Der Weg vom Bett zum Gehen
Der Prozess war keine gerade Linie; es war eher wie das Besteigen eines Berges bei nebligem Wetter. Manchmal wurde der Patient etwas kränker (wie bei einem plötzlichen Fieber), und das Team musste innehalten und warten, bis das Wetter aufklarte. Aber jedes Mal, wenn sie eine Pause einlegten, gaben sie nicht auf; sie bewerteten die Lage neu und versuchten es erneut.

In etwa zwei Monaten absolvierten sie 49 Physiotherapiesitzungen und 28 Atemtherapiesitzungen.

  • Woche 1: Er konnte kaum seine Arme bewegen.
  • Woche 3: Er konnte an der Bettkante sitzen.
  • Woche 5: Er stand zum ersten Mal auf.
  • Woche 6: Er machte seine ersten Schritte mit einem Rollator.
  • Woche 7: Er atmete ohne einen Schlauch in seinem Hals (Dekanülierung).

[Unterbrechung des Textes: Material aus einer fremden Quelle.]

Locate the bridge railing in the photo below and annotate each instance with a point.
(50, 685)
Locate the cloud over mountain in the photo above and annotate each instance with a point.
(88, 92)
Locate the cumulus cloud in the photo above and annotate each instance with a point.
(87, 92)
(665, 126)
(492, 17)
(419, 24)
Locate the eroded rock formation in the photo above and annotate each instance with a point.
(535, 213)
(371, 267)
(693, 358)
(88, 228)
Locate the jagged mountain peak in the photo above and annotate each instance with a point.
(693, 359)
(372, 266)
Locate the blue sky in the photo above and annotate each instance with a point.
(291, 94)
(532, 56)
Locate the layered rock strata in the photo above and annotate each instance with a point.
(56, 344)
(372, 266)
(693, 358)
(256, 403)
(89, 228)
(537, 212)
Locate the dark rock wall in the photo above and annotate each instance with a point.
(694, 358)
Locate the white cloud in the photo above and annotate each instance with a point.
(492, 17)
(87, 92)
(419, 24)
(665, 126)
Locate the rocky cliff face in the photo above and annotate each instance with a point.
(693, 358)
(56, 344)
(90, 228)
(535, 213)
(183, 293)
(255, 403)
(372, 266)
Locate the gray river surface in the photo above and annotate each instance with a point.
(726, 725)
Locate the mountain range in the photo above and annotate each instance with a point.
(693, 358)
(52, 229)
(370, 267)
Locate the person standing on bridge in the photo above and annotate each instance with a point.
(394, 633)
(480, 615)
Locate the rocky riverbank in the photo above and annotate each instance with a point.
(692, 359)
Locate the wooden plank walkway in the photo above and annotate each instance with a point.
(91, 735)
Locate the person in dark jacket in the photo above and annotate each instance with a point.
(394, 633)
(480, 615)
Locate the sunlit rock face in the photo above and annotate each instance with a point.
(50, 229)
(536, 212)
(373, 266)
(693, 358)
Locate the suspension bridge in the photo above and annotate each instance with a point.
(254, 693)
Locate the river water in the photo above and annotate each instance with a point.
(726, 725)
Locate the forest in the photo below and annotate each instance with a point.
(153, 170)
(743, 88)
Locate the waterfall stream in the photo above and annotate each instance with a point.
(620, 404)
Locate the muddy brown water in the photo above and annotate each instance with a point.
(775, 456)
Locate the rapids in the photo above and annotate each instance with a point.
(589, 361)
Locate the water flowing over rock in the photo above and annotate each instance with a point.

Am Ende stieg seine Muskelkraft von „sehr schwach“ (2 von 5) zu „stark genug, um zu funktionieren“ (4 von 5). Sein Mobilitätswert stieg von 0 (unfähig sich zu bewegen) auf 8 (Gehen mit einem Rollator).

Der wahre Sieg
Das Papier betont, dass der medizinische Erfolg – ihn wieder gehen und selbstständig atmen zu lassen – nur die halbe Geschichte war. Die andere Hälfte war der Geist des Patienten. Die Autoren zitieren den Patienten mit den Worten: „Als ich das erste Mal aufstand, wurde mir klar, dass ich am Leben bin und nicht nur überlebe.“

Die Kernbotschaft
Die zentrale Botschaft dieses Papiers ist einfach: Selbst wenn ein Patient so aussieht, als hätte er keine Chance auf Genesung, kann ein Team, das zusammenarbeitet, genau beobachtet und bereit ist, klein anzufangen, das Ergebnis verändern. Es geht nicht darum, einem starren Regelwerk zu folgen; es geht darum, ein Team zu haben, das klug genug ist zu wissen, wann man beginnt, mutig genug ist, es zu versuchen, wenn andere „Nein“ sagen, und geduldig genug ist, weiterzumachen, wenn es schwierig wird. Sie haben nicht nur einen Körper repariert; sie haben einem Mann geholfen, seine Würde und Hoffnung wiederzufinden.